Environment and Planning
"2023 will begin to see the impact of REPowerEU proposals to speed up the delivery of renewable energy projects, with application of the emergency Regulation to accelerate deployment of renewable energy."
ENVIRONMENT AND PLANNING
New Water Legislation
There will be new legislation to regulate private and public abstractions and impoundments. The principal aim of the Water Environment (Abstractions and Associated Impoundments) Bill 2022 is to provide for a licensing regime for abstractions over a certain threshold. The licensing threshold is proposed as a rate of 2000 cubic metres or more in any 24-hour period. Abstractions of 25 cubic metres or more in any 24-hour period will have to be notified to the Environment Protection Agency within a month.

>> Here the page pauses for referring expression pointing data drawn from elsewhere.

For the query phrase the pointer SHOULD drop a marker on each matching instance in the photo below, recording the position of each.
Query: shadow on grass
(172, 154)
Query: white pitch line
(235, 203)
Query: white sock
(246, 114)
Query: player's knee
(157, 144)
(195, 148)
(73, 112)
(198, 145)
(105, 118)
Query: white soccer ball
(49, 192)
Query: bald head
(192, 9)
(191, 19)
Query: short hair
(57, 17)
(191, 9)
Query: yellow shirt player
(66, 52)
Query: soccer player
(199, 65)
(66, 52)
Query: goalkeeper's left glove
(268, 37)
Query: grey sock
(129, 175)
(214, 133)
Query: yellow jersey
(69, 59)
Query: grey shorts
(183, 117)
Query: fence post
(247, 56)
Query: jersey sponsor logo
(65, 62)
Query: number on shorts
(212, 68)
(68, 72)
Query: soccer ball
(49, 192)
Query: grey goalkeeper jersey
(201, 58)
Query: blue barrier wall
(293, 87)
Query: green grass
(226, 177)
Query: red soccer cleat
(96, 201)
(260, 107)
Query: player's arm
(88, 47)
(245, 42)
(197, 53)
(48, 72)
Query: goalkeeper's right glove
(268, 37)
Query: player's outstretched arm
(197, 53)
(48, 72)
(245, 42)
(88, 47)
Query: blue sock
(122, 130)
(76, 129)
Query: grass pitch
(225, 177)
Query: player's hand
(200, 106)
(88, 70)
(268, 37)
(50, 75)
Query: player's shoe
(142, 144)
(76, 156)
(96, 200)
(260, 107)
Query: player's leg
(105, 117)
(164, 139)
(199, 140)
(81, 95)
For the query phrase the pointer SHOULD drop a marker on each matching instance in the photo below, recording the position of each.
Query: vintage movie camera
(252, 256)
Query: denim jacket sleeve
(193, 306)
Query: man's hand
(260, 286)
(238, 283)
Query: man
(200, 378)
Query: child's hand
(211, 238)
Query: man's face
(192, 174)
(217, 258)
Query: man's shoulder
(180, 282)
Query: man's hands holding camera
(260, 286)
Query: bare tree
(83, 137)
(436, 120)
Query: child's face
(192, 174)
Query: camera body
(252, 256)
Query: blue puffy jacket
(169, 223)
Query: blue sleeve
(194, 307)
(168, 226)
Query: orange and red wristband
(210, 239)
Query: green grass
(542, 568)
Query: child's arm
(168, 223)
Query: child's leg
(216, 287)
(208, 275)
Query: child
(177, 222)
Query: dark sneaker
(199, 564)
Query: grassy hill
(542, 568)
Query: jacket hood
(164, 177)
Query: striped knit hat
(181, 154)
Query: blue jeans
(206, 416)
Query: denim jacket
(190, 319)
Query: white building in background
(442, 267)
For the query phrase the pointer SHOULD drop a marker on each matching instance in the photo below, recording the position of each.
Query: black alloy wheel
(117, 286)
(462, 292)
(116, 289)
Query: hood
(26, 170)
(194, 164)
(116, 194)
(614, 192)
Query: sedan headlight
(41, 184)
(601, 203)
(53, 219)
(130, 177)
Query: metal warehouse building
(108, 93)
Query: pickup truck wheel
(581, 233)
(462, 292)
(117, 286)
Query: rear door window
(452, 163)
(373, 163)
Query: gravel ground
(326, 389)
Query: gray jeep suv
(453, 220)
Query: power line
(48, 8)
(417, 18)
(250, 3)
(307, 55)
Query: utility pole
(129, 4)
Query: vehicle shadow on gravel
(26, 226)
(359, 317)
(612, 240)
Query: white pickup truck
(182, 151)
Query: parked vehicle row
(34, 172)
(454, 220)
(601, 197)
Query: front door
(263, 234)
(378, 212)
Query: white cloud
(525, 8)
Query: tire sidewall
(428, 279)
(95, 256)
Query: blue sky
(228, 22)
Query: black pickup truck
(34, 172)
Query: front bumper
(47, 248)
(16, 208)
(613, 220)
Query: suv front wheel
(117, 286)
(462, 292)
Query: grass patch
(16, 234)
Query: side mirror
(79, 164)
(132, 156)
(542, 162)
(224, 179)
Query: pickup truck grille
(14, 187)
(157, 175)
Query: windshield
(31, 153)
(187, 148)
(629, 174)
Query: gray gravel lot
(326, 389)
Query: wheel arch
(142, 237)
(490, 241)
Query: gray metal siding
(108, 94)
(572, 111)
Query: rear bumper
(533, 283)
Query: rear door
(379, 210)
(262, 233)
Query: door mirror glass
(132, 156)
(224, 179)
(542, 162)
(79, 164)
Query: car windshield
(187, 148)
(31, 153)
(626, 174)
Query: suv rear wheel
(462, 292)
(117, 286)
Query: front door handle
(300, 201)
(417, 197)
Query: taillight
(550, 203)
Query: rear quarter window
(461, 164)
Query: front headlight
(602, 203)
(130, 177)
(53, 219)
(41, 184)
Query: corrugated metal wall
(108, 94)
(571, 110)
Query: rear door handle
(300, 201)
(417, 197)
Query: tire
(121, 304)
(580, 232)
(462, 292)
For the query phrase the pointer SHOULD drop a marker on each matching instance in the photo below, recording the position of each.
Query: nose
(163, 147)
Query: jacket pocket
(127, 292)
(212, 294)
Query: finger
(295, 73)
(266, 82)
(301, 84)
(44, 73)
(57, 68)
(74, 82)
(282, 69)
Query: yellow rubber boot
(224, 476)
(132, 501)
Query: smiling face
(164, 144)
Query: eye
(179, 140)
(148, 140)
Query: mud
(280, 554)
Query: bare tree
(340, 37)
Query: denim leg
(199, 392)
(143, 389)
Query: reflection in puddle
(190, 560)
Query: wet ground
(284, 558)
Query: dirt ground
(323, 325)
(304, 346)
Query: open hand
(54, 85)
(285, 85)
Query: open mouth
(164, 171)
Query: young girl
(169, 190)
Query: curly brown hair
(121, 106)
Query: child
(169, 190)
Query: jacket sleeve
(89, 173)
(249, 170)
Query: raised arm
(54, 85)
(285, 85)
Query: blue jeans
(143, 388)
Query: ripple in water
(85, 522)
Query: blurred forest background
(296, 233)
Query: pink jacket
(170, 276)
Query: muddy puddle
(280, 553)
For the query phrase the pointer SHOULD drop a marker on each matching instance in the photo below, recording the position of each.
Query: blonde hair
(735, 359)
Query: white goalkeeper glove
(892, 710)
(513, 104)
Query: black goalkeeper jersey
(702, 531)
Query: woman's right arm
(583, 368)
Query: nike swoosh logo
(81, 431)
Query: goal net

Planning, Judicial Review & Reform
It is anticipated that 2023 will continue to bring change to planning law in Ireland, perhaps most notably to the system for challenging the grant of planning permission. The Government intends to introduce a Planning and Development Bill which, it is understood, may include a material impact test and requirements aimed at preventing challenges by interest groups set up solely to stop a specific project. This would signify continuing efforts to mitigate planning risk.
It is hoped that clarity will be brought to the issue of legal standing of purported Environmental NGOs to bring court challenges to public decisions. There is potential for light to be shed on the issue through two ongoing sets of court proceedings. A judgment from the CJEU in response to a request for a preliminary ruling from the High Court in Ireland is eagerly awaited in the case of Dublin 8 Residents Association v An Bord Pleanála & Ors 2022/525 JR, as is the judgment of the High Court in Ireland in the case of Ballyshannon Action Group v An Bord Pleanála 2021/759 JR. There is also potential for light to be shed on the issue by the legislature, through the Planning and Development Bill – only time will tell!
Planning and Environment High Court Division
Establishment of a new Division of the High Court, dedicated to hearing Planning and Environment challenges, is expected. The Government indicates that this is intended to work in tandem with reforms to planning legislation to bring about improvements in the ability to process cases and in costs, and to be consistent with Ireland’s obligations under EU environmental law.
Renewables Projects & Overriding Public Interest
2023 will begin to see the impact of REPowerEU proposals to speed up the delivery of renewable energy projects, with application of the emergency Regulation (EU) 2022/2577 laying down a framework to accelerate deployment of renewable energy. The planning, construction and operation of plants and installations for the production of renewable energy will be presumed to be in the overriding public interest for the purpose of certain EU environmental legislation. It remains to be seen how this will be implemented in Ireland, in light of the provision permitting Member States to restrict the application of these provisions to certain parts of their territory, types of technologies or projects. This will prove an interesting forerunner to the Recast Renewable Energy Directive III, which will likely include further mechanisms aimed at accelerating delivery of renewable energy projects, and which will have to be transposed in Ireland during the course of 2023 and 2024.
Maritime Area Regulatory Authority
The Maritime Area Regulatory Authority will be established. Phase 2 and Phase 3 offshore wind sector projects will then be able to apply to the Authority for Maritime Area Consents, which will open the route for them to apply An Bord Pleanála for development permissions.
Advancement of the Circular Economy
2023 should see the further advancement of the Circular Economy with the anticipated publication of generic by-product determinations and end-of-waste determinations in respect of particular materials, including soil and stone.
"It is anticipated that 2023 will continue to bring change to planning law in Ireland, perhaps most notably to the system for challenging the grant of planning permission."